Arquiteta e urbanista, Luana Lousa já frequenta há mais 30 anos a Chapada dos Veadeiros, e na última década testemunhou com velocidade uma mudança que não mostra sinal que irá parar. “De três anos para cá, vi as coisas mudarem na velocidade da luz. Terrenos sendo comprados para proteger a água, o solo, as raridades do nosso Cerrado. O que percebo hoje é uma necessidade forte de preservar, e que a visitação e a ocupação das áreas está muito pautada nisso.

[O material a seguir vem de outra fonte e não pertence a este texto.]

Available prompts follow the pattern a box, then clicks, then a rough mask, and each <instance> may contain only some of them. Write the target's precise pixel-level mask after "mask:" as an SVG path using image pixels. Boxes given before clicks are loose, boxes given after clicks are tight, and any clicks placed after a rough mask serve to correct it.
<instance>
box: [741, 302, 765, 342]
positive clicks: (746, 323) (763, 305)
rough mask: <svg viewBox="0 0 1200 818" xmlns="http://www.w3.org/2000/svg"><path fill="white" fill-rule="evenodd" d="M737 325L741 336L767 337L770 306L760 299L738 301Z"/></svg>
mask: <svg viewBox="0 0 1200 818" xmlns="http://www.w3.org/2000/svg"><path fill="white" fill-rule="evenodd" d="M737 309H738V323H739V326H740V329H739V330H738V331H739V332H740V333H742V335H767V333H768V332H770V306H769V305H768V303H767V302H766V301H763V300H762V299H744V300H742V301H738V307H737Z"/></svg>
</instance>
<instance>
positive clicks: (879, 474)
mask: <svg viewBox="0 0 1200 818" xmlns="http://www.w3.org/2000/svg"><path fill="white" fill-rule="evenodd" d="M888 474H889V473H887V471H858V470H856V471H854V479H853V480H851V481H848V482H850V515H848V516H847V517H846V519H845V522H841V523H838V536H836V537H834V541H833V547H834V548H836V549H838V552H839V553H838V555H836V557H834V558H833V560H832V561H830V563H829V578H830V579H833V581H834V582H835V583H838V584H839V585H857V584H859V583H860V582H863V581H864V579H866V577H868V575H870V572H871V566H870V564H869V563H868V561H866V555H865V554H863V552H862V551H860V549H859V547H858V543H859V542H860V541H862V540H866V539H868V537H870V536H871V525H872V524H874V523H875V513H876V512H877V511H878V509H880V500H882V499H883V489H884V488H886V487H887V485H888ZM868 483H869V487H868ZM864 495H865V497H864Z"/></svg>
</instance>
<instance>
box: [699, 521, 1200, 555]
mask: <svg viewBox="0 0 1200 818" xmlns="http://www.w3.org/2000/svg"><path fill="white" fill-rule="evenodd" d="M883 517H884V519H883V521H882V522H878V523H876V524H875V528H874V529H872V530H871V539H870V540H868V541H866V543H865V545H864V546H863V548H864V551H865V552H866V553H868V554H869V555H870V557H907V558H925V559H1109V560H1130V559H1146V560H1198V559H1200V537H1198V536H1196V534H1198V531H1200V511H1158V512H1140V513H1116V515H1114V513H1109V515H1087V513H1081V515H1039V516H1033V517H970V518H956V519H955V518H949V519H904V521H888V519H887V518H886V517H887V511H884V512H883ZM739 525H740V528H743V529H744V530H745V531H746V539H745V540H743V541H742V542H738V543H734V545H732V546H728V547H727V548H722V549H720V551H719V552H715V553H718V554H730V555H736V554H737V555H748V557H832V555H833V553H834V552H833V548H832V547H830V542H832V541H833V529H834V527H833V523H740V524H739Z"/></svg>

Um público seleto de ‘mais conscientes’. Assim como o aumento da consciência ambiental geral, vem pairando sobre a chapada de forma gradativa e ascendente”, ressalta.
A arquiteta nota que antes da pandemia existia um público classificado como “amantes da natureza”. Eram esportistas e espiritualistas. Nesse processo, Luana destaca uma nova movimentação no local. “Hoje, vemos um público diferente, acho que poderia chamar de ousado, rasgando o Cerrado e empoeirando seus carrões em nossa bela terra vermelha. E esse público é o que vem chegando e marcando presença, comprando grandes áreas para ocupar o mínimo, no intuito puro e simples de preservar”, enfatiza
Castelo iraniano
Nessa pegada de contrastes entre o natural e construções sofisticadas, foi erguido um castelo com arquitetura iraniana em plena Chapada dos Veadeiros. Trata-se da residência da princesa Sahar Farmanfarmaian. Ela é descendente da dinastia persa Qajar (que reinou no Irã de 1785 a 1925). A integrante da realeza oriental é ilustre moradora de Alto Paraíso de Goiânia. Sahar acentua que intercala longas temporadas no local entre viagens para Nova York, Londres e Paris. O relato foi publicado pelo site Green House.
A princesa revelou que conheceu a Chapada por amigos e que se sentiu bastante atraída pelo local. Entretanto, a maternidade que lhe fez relembrar do lugar. “Em 2006, sentindo-me perdida com uma criança na barriga em Nova York, lembro-me de sair para o parque e abraçar uma grande árvore e perguntar ‘O que eu faço agora?’. A resposta que obtive foi Alto Paraíso. O bebê me trouxe aqui”, disse Farmanfarmaian, que chegou a morar por um período na Índia.